To someone who has spent years using a mobile phone, these moments are common enough to feel banal, but for people living in a shantytown like Nima – and by extension in similar places across Africa and beyond – the possibilities afforded by a proliferation of cellphones are potentially revolutionary. Today, there are more than 3.3 billion mobile-phone subscriptions worldwide, which means that there are at least three billion people who don’t own cellphones, the bulk of them to be found in Africa and Asia. Even the smallest improvements in efficiency, amplified across those additional three billion people, could reshape the global economy in ways that we are just beginning to understand.
I’m not sure I buy the premise embedded in the title, Can the Cellphone Help End Global Poverty?, but it does sound as if they are playing a growing role in improving their economic lives.
It also struck me that people in these countries, where many have never used a computer, are now learning to make use of basic web tools like SMS messaging on these mobile devices.
So, what happens when their cheap cell phones get more traditional internet access? It’s very possibly they never will use a “computer”, at least in the form we’ve come to know.

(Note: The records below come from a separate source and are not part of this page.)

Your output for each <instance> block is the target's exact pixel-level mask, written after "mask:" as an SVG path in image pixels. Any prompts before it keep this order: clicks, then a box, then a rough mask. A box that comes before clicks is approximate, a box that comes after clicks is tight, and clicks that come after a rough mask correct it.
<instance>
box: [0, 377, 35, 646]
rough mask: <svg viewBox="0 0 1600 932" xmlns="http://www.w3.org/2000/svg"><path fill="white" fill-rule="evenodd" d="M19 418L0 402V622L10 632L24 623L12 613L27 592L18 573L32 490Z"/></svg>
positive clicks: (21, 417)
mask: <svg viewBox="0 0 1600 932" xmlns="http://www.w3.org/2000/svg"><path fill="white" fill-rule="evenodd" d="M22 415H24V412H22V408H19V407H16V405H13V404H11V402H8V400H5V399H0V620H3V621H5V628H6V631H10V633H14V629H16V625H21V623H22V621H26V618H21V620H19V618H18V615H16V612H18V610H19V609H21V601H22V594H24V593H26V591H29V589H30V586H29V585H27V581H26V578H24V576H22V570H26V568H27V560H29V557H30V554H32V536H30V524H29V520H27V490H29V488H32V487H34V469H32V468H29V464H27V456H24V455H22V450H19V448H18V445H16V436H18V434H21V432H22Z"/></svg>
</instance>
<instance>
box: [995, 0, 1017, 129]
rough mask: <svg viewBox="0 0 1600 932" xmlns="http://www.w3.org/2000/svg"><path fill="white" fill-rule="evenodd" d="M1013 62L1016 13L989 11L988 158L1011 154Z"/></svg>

However, there is a real irony in this story that’s much closer to home.
One of the big school board goals here in the overly-large school district revolves around our students gaining an awareness and understanding of these same people and their societies.
But as they expand their ability to communicate with the world, we continue to restrict our students’ digital movements to our local walled garden.
Oh, and we also ban their personal communications devices.